I would be using the lens as an all purpose /walk around lens for day and night; Northern Lights / star landscapes as well as normal landscapes. I currently use a 6D but will in the next 1-2 years upgrade to 5D III or 5D III's next release depending on what it brings to the table. I have a 85 1.2 II and a 150-600 Contemporary as well as the Samyang 14 2.8 currently. 

Appreciate any feedback


----------



## candc (Mar 5, 2016)

Considering that you already have the samyang I would recommend the 16-35 f/4. it is really a good landscape and general purpose lens if you tend to the wider side.


----------



## Random Orbits (Mar 5, 2016)

What was wrong with the 35L that has you considering the 35L II and the 35A? How much does AF consistency with outer points and servo matter to you?

The 16-35 f/4 IS is my preferred walk-around lens. Light and filterable. It also fits best in that it covers a largest range that isn't covered by your other lenses and gives you UWA to near normal ranges. If astro is a primary objective, then the Tamron 15-30 is a good choice because it's coma is low wide open and it gives you framing options. It would also make your Samyang 14 redundant because the difference between 14 and 15 isn't that large and both are f/2.8. There isn't a best option that is categorically better than all the others, so it comes down to what your prioritize more... or you end up like many of us in the forum that have multiple lenses to handle multiple scenarios.


----------



## candc (Mar 5, 2016)

Dustin Abbott did a real nice review of the tamron here 

http://www.canonrumors.com/review-tamron-15-30mm-f2-8-di-vc-usd/

Its a real pickle jar but if the size doesn't bother you and you want one lens for Astro and landscapes then it looks good.


----------



## Zv (Mar 6, 2016)

As a 6D user myself I have to recommend the 16-35 f/4L IS as your option for walk around night and day WA zoom. It fits the bill perfectly. It's a nice size and weight and pairs beautifully with the 6D, nicely balanced. It has excellent image stabilization of course. It takes those all common 77mm filters (huge bonus for me). It focuses fast and accurate. 
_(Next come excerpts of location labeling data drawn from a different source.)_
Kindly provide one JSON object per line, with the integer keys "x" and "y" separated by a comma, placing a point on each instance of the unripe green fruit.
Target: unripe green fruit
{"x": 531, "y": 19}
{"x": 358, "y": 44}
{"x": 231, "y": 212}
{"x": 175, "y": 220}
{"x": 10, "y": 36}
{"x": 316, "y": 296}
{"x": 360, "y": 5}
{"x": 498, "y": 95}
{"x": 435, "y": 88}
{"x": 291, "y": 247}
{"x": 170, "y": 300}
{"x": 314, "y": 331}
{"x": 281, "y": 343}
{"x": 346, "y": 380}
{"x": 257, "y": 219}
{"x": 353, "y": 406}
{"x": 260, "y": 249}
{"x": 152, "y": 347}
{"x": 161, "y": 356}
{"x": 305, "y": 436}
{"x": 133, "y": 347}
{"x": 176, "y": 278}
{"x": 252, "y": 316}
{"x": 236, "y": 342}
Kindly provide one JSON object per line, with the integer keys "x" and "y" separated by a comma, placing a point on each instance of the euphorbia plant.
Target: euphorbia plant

I haven't used the Tamron but it looks giant and am not sure I'd wanna lug that around all day. But for Astro it would be useful. Then again you got the Sammy for that.


----------



## d4mike (Mar 6, 2016)

I have a 6D and use both the Rokinon 14mm and the Tamron 15-30 for night sky's.

The Rokinon front element doesn't have the same muti-coating the Tammy has, so dew is sometimes an issue with the Rokinon/Samyang, but they both deliver for night sky's. I kept and use both because the Rokinon is pretty inexpensive and lightweight. 

As far as weight, the Tamron is pretty heavy but also has vibration control, the biggest drawback I have so far with the Tamron for landscapes is split ND filters, but I bought a 100 x 150mm and can use that against the lens hood without worry it will touch the front element as long as I'm careful. 
There is a aftermarket filter ring that attaches to the Tamron hood and filters similar to Cokin but it's pretty expensive. 

Define the mission I guess, the Tamron 24-70 f2.8 also has vibration control and has been reviewed as a good substitute for the Canon 24-70 f2.8 vII.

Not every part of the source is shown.